At their core, both systems provide patients with prolonged visits with their doctor because the physicians see much fewer patients than traditional medical practices. In a typical primary care office, a doctor has 3,000 to 5,000 patients, whereas a typical concierge practice has 600 or fewer patients per physician, and a direct-care physician has less than 1,000, according to the Direct Primary Care Consumer Guide: Closing the Gap between Your Doctor, Your Health & Your Wallet, by Michael Tetreault and Catherine Sykes, who also edit The Direct Primary Care Journal, an independent trade journal and online news reporting publication that covers the DCP industry.

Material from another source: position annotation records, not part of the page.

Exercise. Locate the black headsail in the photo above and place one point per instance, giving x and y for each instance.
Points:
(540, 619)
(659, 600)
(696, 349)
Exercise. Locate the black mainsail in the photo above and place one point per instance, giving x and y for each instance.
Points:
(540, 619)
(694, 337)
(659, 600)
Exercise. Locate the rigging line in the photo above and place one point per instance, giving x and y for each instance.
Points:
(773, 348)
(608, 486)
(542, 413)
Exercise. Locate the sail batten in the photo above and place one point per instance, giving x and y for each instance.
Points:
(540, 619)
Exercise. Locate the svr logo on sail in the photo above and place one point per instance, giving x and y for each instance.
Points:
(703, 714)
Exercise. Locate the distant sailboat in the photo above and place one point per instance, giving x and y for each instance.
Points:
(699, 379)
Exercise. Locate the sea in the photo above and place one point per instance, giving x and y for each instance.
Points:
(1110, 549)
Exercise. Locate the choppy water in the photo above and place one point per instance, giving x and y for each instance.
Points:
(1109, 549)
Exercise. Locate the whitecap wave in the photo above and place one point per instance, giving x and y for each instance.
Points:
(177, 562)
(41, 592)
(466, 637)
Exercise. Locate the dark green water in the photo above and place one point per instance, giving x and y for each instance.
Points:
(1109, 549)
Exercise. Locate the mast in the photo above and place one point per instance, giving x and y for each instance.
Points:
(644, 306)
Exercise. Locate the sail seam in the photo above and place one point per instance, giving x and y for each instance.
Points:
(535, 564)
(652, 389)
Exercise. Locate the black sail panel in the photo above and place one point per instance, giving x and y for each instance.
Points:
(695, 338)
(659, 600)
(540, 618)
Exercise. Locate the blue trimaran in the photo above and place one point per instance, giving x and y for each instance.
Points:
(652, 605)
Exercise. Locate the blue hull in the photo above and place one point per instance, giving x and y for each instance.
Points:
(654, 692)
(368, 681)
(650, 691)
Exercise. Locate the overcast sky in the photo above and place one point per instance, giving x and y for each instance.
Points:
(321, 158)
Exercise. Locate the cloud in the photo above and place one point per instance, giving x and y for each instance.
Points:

Basically, in direct primary care (DPC), patients pay a monthly fee and can opt out at any time. In concierge medicine, patients pay an annual fee or retainer, which may or may not be in addition to other charges. Generally, direct primary care physicians opt out of insurance plans, whereas concierge physicians accept them.
Depending on the practice, direct primary care costs for one person typically range from $100 a month or less, whereas concierge medicine ranges in cost from $1,200 to $3,000 yearly, according to Tetreault.
Direct primary care practices don’t accept insurance because of their belief that third-party insurance middlemen get in the way of patient care.
“When you think of Andy Griffith-style medicine, the doctor had a clinic in the local town,” Tetreault writes. “It’d be strange from him to say, ‘What kind of insurance does Opie have?’”
DPC works with insurance carriers to co-create blended plans that integrate direct primary care with high-deductible insurance. Patients are urged to carry at least major medical health insurance that covers catastrophic illness or injury.